Selain kisah cikal bakal mulai dikenalnya orang Bajo seperti terungkap sebelumnya, juga masih ditemukan kisah lain, seperti terungkap oleh Ramadhan (dalam Faisal, 2009). Beliau dalam tulisannya menegaskan, bahwa asal usul orang Bajo diawali adanya ceritera yang berkembang terkait hilangnya sang putri raja Johor dari Malaysia, yang pada saat itu sedang melakukan tamasya laut. Kisah hilangnya sang putri raja disikapi keras oleh sang raja dengan cara memerintahkan pasukannya untuk mencari anaknya dan tidak diperbolehkan kembali jika tidak menemukannya. Ketika itu, seluruh pasukan pencari tidak ada yang kembali ke pusat kerajaan dan mereka tersebar kemana-mana sesuai hembusan angin, Mereka inilah yang terpencar kemana-mana dan menjadi cikal bakal orang Bajo dengan klasifikasi hidup di atas perahu dan mengembara kemana-mana, terutama di wilayah perairan Sulawesi.

Kisah berikutnya adalah disuarakan dalam tulisan Hafid, dkk. (1996). Beliau mengatakan dalam tulisannya, bahwa orang Bajo berasal dari sebuah daerah atau wilayah di Luwu-Sulawesi Selatan, yang disebutnya Ussu. Ussu merupakan sebuah wilayah yang terdapat di tepi danau yang ditumbuhi pohon kayu yang disebut walenrang. Daerah dimaksud, pertamakalinya dipimpin oleh seorang raja yang bernama Sawerigading, yaitu putra dari Batara Lattu. Ketika Sawerigading masih berkuasa, maka pohon kayu raksasa tadi diperintahkan ditebang untuk dijadikan perahu. Pohon kayu tersebut ketika ditebang terjadi banjir besar dan dikisahkan sebagai akibat pecahnya telurburung dalam sarang yang melekat pada pohon kayu dimaksud. Ketika terjadi banjir besar, penduduk di sekitarnya ikut hanyut dan tidak jarang menggunakan rakit dari bambu, melalui Sungai Malili tembus ke laut, hingga pada akhirnya terdampar di Gowa. Orang Luwu yang bermukim di darat melihat dan menyaksikan kejadian ini secara samar-samar, dalam bahasa Bugis dikatakan ta’bajo-bajo, yang artinya terbayang-bayang Saat kejadian inilah sehingga dikatakan orang-orang yang hanyut ini dicap sebagai orang Bajo.

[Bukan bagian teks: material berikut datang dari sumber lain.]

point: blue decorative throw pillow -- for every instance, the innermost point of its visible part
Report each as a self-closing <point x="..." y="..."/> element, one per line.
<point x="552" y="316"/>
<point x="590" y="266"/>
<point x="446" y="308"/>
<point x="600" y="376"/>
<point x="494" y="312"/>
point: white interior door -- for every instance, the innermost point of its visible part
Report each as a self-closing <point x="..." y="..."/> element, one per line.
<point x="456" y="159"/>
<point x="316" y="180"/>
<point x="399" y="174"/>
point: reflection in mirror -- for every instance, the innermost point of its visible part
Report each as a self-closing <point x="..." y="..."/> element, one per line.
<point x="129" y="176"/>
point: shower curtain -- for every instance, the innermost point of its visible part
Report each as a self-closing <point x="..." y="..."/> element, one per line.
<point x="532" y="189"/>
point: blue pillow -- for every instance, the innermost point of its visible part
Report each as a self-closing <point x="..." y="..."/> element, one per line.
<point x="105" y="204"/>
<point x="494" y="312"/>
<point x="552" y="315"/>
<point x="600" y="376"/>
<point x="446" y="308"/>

Kisah berikutnya yang terkait dengan asal usul orang Bajo, juga terungkap dalam tulisan Ramadhan (Faisal, 2007). Beliau mengatakan orang-orang Bajo berasal dari dari Vietnam dan Philipina. Disinyalirnya sebagai daerah asal Vietnam dan Philipina oleh karena ditemukan banyak persamaan dalam bahasa kedua negara yang disebutkan sebelumnya Kalau pun ditemukan perbedaan, yaitu ada pada dialek yang umumnya dipengaruhi oleh dialek masyarakat yang ada di sekitar dimana orang-orang Bajo bermukim atau bertempat tinggal.

 

Pemahaman Orang Bajo Tentang Laut

Laut secara umum diartikan sebagai sebuah lingkungan alam yang merupakan wilayah perairan. Wilayah yang disebut laut, di Indonesia kehadirannya justru lebih luas dari wilayah daratan, yaitu 2/3 dari keseluruhan luas negara Indonesia Kondisi ini mengantar Indonesia meraih predikat sebagai negara maritim terbesar di dunia, dengan panjang garis pantai lebih kurang 81 000 km. Malah kepemilikan garis pantainya, Indonesia berada pada posisi kedua di dunia setelah Canada, (Mulyadi, S., 2007). Laut yang teramati secara fisik, justru terlihat sebagai sebuah lingkungan alam yang hadir dengan menuai banyak fungsi dan kegunaan, terutama dalam menunjang pencapaian tuntutan kebutuhan manusia dalam banyak hal, khususnya di Indonesia yang merupakan negara Kepulauan.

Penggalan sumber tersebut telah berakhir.